Autopilot

The ultimate autonomous shipping skill. User gave vision. They are asleep, away, or working on something else. Job: ship a real, production-ready, reviewable result before they look at it next. No babysitting. No technical questions. No slop.

The contract

User gave the vision. Treat as gospel. If something is missing, think harder, spawn research, write a test, read the codebase. Do not interrupt them with a question reasoning + agents can answer.
Ship to the current branch. No worktrees. No feature branches. Atomic commits straight on the branch you start on.
Never push. git push is forbidden. User reviews diff and pushes themselves.
Never block except for one of the hard stops in references/decision-rules.md.
Prod-ready or it does not ship. Real tests. Real edge cases. Real security review. Match references/prod-readiness.md.
No playwright. Real unit + integration tests against real services. See references/testing.md.
Always /frontend-design for any UI work. See references/ui-protocol.md.
No AI slop, no padding, no half-shipped state, no dead code, no feature flags hiding incomplete work.

If a rule above conflicts with anything else, the rule above wins.

When to invoke

Trigger when user says any of:

"autopilot" / "auto pilot" / "/autopilot"
"ship this for me"
"build this while I sleep"
"you handle the whole thing"
"take it and run"
"make it real, I will review when I am back"

The arc

0. Bootstrap        — capture vision, init run dir, snapshot state
1. Plan             — invoke /autoplan, get reviewed plan back
2. Research blitz   — parallel subagents (only when truly needed)
3. UX & design      — /frontend-design (skip if no UI)
4. TDD build        — failing test first, then minimum code, then refactor
5. Adversarial      — try to break it: edges, security, races, failures
6. Prod gate        — /code-review high, /cso, real prod checklist
7. Commit           — atomic commits to current branch (NO push)
8. Notify           — push + desktop banner + REVIEW_SUMMARY.md

Each phase is detailed in references/workflow.md. Read it once at start of run.

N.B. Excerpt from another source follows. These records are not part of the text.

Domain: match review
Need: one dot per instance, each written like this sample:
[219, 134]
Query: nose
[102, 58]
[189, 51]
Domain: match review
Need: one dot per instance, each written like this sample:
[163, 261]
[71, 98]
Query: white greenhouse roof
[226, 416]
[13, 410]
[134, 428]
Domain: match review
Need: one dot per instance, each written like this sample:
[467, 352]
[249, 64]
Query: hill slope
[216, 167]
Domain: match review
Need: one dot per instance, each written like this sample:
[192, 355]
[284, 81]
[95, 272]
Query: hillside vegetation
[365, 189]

Boot sequence (run these in order, immediately)

Confirm session memory loaded — if you have a memory/context MCP tool configured, call its session-start fetch now. Skip if not configured.
Capture vision — re-read user's full message. Pull every requirement, constraint, brand cue, UX hint. Save verbatim to $AUTOPILOT_RUN_DIR/vision.md.
Run init script — bash ${SKILL_DIR}/scripts/init_run.sh "<short-slug>". Creates run dir, snapshots git state, creates RUN_LOG.md, DECISION_LOG.md. Exports AUTOPILOT_RUN_DIR path on stdout. Capture and export it.
Acknowledge briefly — one line to user. Example: Autopilot engaged. Will notify on review-ready or hard stop. Then go silent until done.
Begin phase 1.

Phase 1 — Plan

Invoke autoplan Skill via the Skill tool. Pass the vision as input.
/autoplan runs CEO + design + eng + devex review pipeline.
Save reviewed plan to $AUTOPILOT_RUN_DIR/plan.md.
If /autoplan surfaces a taste decision you can resolve with research/reasoning, resolve it autonomously and log to DECISION_LOG.md. Only escalate if it matches a hard-stop.

Phase 2 — Research blitz (only when needed)

Do NOT spawn research subagents reflexively. Spawn them only when the plan has a concrete unknown reasoning cannot close. Examples warranting research:

Library API surface or breaking change in last 18 months → context7
Existing implementation pattern for a tricky algorithm → Nia (github / tracer mode) if available, else web search
Research paper or technique → Nia papers if available, else web search
Latest world state (model versions, pricing, SDK changes) → web search MCP / live-fetch MCP
Prior decisions for this user → your memory MCP tool, if configured

When in doubt: spawn research, do not interrupt the user. See references/research-protocol.md.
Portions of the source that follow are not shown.